В наших судах оправдывают всего 0,5 процента подследственных, тогда как в европейских судах оправдывают около 20 процентов. Известен случай, когда видный московский судья Сергей Пашин за подобную мягкость был московской коллегией судей отстранен от судейства, и лишь вмешательство общественности помогло вернуть его на работу. Но уже можно понять: милосердие у нас не в почете.
Доводы у сторонников жестких мер обычные: преступность в стране растет, население напугано рэкетом, заказными убийствами, терроризмом, наркотиками. Действительно, экономическая разруха, кризис и безработица порождают и увеличивают преступность, но какую? Если за прошлый 99-й год самые тяжкие преступления – убийство и разбой – выросли на 3–5 процентов, то кражи и грабежи выросли на 25 процентов. Из пяти осужденных – четверо отбывают срок за преступления ненасильственные, не опасные для общества, но они и составляют самую большую часть тюремного населения. И понятно, к ним можно и нужно бы применить альтернативные виды наказания: штрафы, домашний арест и т. д.
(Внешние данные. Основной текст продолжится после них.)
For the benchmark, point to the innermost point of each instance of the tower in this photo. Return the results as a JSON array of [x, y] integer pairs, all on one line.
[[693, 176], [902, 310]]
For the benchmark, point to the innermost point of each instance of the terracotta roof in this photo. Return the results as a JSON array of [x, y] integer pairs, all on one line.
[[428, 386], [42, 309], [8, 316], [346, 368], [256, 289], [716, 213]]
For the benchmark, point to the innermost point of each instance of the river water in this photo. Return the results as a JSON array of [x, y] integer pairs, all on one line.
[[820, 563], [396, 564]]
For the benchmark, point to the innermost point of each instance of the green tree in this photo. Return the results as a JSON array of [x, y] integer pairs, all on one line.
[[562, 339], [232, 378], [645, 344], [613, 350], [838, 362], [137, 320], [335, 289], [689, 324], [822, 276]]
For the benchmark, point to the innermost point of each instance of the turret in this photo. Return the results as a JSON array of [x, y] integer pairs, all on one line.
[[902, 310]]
В итальянской тюрьме, в Риме, мы увидели во внутреннем дворике скульптуру, два металлических круга: большой и малый, как бы олицетворяющие два мира – мир свободных людей и мир заключенных. В одной точке эти миры символически соприкасаются: надежда для каждого сидящего перейти из одного мира в другой. Но это на Западе. Наша система – это малый круг, который от себя человека не отпускает, и, попав на его орбиту один раз, осужденному почти невозможно из такого круга вырваться. Особенно это касается молодежи. Вслед за афганским синдромом последовал чеченский синдром. Из Чечни наши дети приходят, являя собой сгусток боли и отрицательной энергии, и изливают это на окружающих, включая самых близких людей. Большинство из них пьют и колются, пристрастившись на войне к наркотикам. Они балансируют между тюрьмой и свободой, между жизнью и смертью. Судя по многим уголовным делам, которые я читаю, их используют криминальные структуры как наемных убийц.
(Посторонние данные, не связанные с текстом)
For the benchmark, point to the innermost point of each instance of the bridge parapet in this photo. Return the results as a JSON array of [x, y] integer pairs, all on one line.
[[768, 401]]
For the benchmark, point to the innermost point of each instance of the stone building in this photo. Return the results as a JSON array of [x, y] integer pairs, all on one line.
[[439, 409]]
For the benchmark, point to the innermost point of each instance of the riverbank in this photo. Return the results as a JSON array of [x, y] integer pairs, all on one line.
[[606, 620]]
Но, попав на малую орбиту (первый раз в тюрьму) даже по незначительному поводу, молодой человек обретает в тюрьме опыт и быстро становится профессионалом. Один из заключенных назвал это «конвейером расчеловечиванья». Таким образом, выясняется, что пенитенциарная система работает сама на себя в замкнутом режиме. И выходя на волю, даже реально исправившийся, решивший начать новую жизнь молодой человек активно отторгается населением и преследуется милицией, которая торопится запихнуть его обратно в лагерь, и чаще всего ей удается это сделать. Мы узнаем об этом по тысячам исповедей тех заточенных, чьи голоса раздаются из мест заключения. Мы, каждый из нас, несем вину за этих несчастных.
Отдельный разговор о судьбах тех, кто осужден на смертную казнь. В результате многолетней борьбы казней у нас, слава богу, нет уже более трех лет, а в прошлом году, при поддержке президента, мы осуществили массовое помилование, освободив камеры смертников на сто процентов. Но, заменив расстрел на пожизненное заключение, мы вовсе не облегчили участь этих людей, ибо тюрьмы для «вечных», как они сами себя называют, еще пострашнее тех, о которых я рассказывал: они расположены в далеких местах, куда врачам, в том числе психологам и психиатрам, доступ затруднен, куда почти не доходят пресса и телевидение и нет возможности для свиданий с ближними. Не случайно мы получаем письма от «вечных» с просьбой отменить помилование и казнить их, ибо такое милосердие мучительнее быстрой смерти. В стране, где большая часть населения, депутаты парламента и даже видные деятели культуры выступают за возвращение смертной казни и заваливают нас осуждающими, угрожающими письмами, трудно говорить о милосердии к этим людям. Но мы верим, что эра милосердия с началом нового века наступит и на нашей земле.